US stocks edged higher on Monday, as trade tensions between the US and China showed signs of settling down, helping raise sentiment.
The MSCI world equity index gained 0.3 percent to $521.24, keeping its footing on a positive territory for the year.
Blue-chip Dow Jones 30 futures climbed 0.3 percent to $24,911.0, while the S&P 500 added 0.2 percent to $2,736.75. Tech-heavy Nasdaq 100 futures were up by 0.5 percent to $7,002.75.
The stocks appeared to be on track to extend their bullish pace on Monday, after a more than 2 percent rally last week, when shares acquired their highest weekly increase since March.

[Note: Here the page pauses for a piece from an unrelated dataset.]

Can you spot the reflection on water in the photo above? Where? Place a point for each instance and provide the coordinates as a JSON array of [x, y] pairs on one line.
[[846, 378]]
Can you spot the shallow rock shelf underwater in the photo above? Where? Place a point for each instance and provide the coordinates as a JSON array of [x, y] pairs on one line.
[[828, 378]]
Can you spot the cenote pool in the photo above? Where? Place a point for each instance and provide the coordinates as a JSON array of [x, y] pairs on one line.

The Dow and S&P 500 were also able to crossed their 100-day moving averages, which a crucial level of technical support, for the first time in almost a month.
The softening tensions between the US and China also helped lift Asian stocks, with the MSCI's broadest index of Asia-Pacific shares outside Japan raising 0.6 percent to $577.04.

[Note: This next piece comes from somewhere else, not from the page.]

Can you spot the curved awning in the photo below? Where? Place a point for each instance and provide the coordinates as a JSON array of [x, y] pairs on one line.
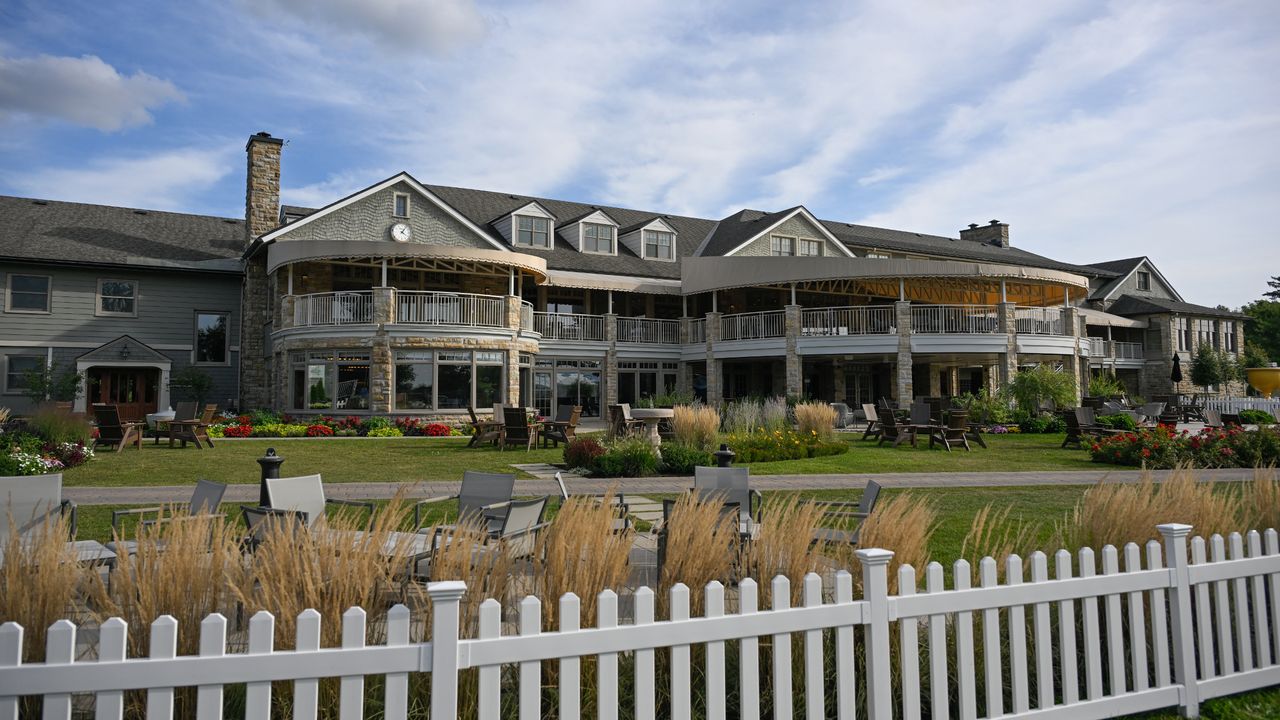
[[931, 281], [279, 254]]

Japan’s Nikkei 225 gained 0.4 percent to ¥22,865.86, while Hong Kong’s Hang Seng index increased 0.1 percent to HK$31,541.08.
Shanghai Composite climbed by 0.3 percent to CN¥3,174.03, while the Shenzhen Composite fell by 0.1 percent to CN¥1,823.25.
Trump to Help ZTE Get Back Into Business
Stocks’ gains came as investors processed signs of easing trade tensions between the world’s two biggest economies, following US President Donald Trump’s unexpected pledge to get Chinese telecom equipment firm ZTE Corp. back in business.
Trump stated that he will work with Chinese President Xi Jinping to help quickly save China’s second-biggest telecom equipment maker, as too many jobs in the country were at risk. ZTE employs about 80,000 people.
Admitting that it made illegal shipments of American-made products to Iran and North Korea, ZTE’s failure to comply with the 2017 agreement resulted to the US Commerce Department to ban American companies from selling key components to the Shenzhen-based group for seven years.
ZTE was then unable to access vital components, such as semiconductors, pushing the company to announce last week that it has temporarily discontinued its main operations.
US firms provide at least a quarter of the components used in ZTE’s devices, including smartphones and telecom network equipment.
Trump’s announcement somewhat helped reduced tensions ahead of second round of high-level trade talks that start on Tuesday, even though Beijing has suggested last week that it does not intend to change its current view in the negotiations.
Fed Rate Hikes
With no major economic reports due for release on Monday, investors looking for hints from the Federal Reserve with regards to the pace of upcoming rate hikes this year.
Cleveland Fed President Loretta Mester reiterated on Monday her support for the bank’s gradual approach to increasing rates, since inflation has not yet achieved Fed’s 2 percent target in a sustained manner.
Mester also does not expect inflation to improve immediately, but she warned that the bank might have to hikes rates above 3 percent, if the US economy expanded at much faster rate than anticipated.
The central bank’s officials all agreed to raise borrowing costs at its policy meeting in March, projecting two more rate hikes this year, although several policymakers expect three. Fed increased rates three times in 2017.
The bank’s benchmark overnight lending rate is now at the target range of 1.50 percent to 1.75 percent.